Abdirashid Abdi Diis, AfricaNews reporter in Nairobi, Kenya
Somali President Sheikh Sharif Sheikh Ahmed said his government military has defeated the country's most powerful Islamist insurgent group al-Shabab. His words came shortly after the loyalist fighters of the militant group had surprisingly abandoned all their positions in Mogadishu, the country's capital city.

Although the Islamists had admitted that they deserted their various trenches warfare across the capital lonely, but rejected Sharif’s claim saying that their Friday’s retreat was ‘military tactics’.
Speaking to a pro-al- Shabab radio station of Andulus based in Mogadishu, the militants’ spokesman Sheikh Ali Mahamud Rage said his group fighters’ pull out was strategic only but not defeat.“We leave Mogadishu but we remain in other towns in the areas we control”, said Rage.
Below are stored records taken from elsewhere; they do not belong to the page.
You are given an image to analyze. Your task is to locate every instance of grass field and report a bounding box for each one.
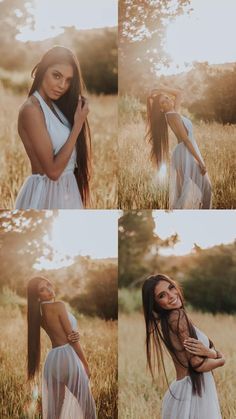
[118,312,236,419]
[0,88,118,209]
[118,97,236,209]
[0,306,118,419]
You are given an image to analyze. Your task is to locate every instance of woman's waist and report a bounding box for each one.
[28,165,76,182]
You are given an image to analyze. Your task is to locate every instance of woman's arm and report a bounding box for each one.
[19,100,88,180]
[167,113,207,176]
[57,301,90,377]
[184,338,218,359]
[194,354,225,372]
[169,309,225,372]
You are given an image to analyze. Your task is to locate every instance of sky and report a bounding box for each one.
[153,210,236,256]
[17,0,118,41]
[35,210,119,269]
[161,0,236,74]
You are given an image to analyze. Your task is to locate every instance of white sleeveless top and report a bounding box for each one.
[33,90,76,173]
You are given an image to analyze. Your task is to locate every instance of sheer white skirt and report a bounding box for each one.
[161,372,222,419]
[15,171,83,210]
[42,344,96,419]
[170,143,211,209]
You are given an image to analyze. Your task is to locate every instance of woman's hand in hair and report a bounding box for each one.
[74,96,89,126]
[67,330,80,343]
[183,337,217,359]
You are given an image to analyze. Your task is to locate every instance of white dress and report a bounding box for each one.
[166,111,211,209]
[161,327,222,419]
[42,313,96,419]
[15,91,83,209]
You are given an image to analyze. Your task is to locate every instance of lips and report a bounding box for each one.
[53,92,63,96]
[170,297,179,305]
A-9,000 strong African peacekeeping troops and Somali transitional federal government have been struggling to control that country from a tight grip of the Islamist insurgency more and more since this the beginning of 2011.
Before Al Shabab’s muscle shrank on Saturday there had been reports of a string of fresh intensified gun battles, being violent later on Friday. Since the insurgent group came into its existence a year ago it had not shown such an act before this.
Some say if the pull out of the rebels continues it may bear peace in Somalia, and reducing Al-Qaeda threat in the region as soon as possible.
Somalia has been facing an anarchic period since the fall of dictator Mohamed Siyad Barre regime in 1991.
The rebels are said to be intended to topple the government while imposing a strict version of Islamic Sharia Law in the country, where it accuses the internationally recognized government to be a western puppet.